EU citizens will pay for CO2 emissions from driving and living
The new climate laws, for which the governments of the summaries and the full parliament still have to give final approval, are needed by the EU to achieve the climate goals. Before 2030, CO2 emissions must be reduced by 55 percent, so that the EU can be completely ‘climate neutral’ by 2050.
The core of the measures is to strengthen and expand the successful system of CO2 certificates for polluters. In recent years, energy companies and industry have had to complete all permits in order to be allowed to emit. Every year the EU spends less of those allowances to reduce emissions. Due to the scarcity, they are becoming more and more expensive. The average emissions trading system (ETS) means that companies have to emit less or pay more.

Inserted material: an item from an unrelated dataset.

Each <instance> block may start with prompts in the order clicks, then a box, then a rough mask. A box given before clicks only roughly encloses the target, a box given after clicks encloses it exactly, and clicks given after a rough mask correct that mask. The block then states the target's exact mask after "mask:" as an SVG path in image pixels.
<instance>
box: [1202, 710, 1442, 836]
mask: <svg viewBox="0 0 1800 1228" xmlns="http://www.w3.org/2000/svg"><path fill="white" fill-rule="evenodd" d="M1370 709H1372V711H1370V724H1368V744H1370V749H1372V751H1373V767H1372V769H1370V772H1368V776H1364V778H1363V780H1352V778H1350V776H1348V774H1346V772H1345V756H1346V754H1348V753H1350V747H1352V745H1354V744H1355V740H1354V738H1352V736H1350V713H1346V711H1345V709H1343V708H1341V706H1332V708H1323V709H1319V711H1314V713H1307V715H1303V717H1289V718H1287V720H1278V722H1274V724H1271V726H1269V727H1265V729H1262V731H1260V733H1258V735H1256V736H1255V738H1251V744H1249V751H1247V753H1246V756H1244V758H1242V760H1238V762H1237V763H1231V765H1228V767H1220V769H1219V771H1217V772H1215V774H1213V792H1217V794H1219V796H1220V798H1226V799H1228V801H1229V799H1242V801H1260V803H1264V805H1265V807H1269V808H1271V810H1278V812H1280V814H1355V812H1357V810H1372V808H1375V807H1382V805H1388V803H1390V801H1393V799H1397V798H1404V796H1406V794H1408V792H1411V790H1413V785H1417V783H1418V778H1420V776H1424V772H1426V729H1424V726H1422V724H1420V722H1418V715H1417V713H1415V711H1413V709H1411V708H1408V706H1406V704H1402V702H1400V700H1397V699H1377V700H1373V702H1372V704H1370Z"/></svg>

The negotiators have agreed that such a market for emission allowances will now also be created for the savings for which road traffic and buildings are responsible. Citizens and companies will have to pay for the CO2 from the exhaust and the chimney. This goes through energy companies and pumping stations. They have to pay for emission allowances and then pass on the costs to the customer who comes to fill up or turn on the gas heater.
That can hurt now that everything, and especially energy, has become so expensive last year. That is why it is all the more important that people with a small grant are helped, the negotiators acknowledged. The fund that has been devised for them must therefore be larger than planned. The EU countries can use that money to reduce the costs for the poor or help them purchase a heat pump or electric car.
The EU will be climate champion, but it will also prevent the umpteenth of its own companies from going under. That is why there will also be a border tax for the import of a number of climate-friendly steel and cement products. This should prevent European considerations from being bottlenecked by moving to a less strong foreign country, which does not help the costs of the climate and the climate.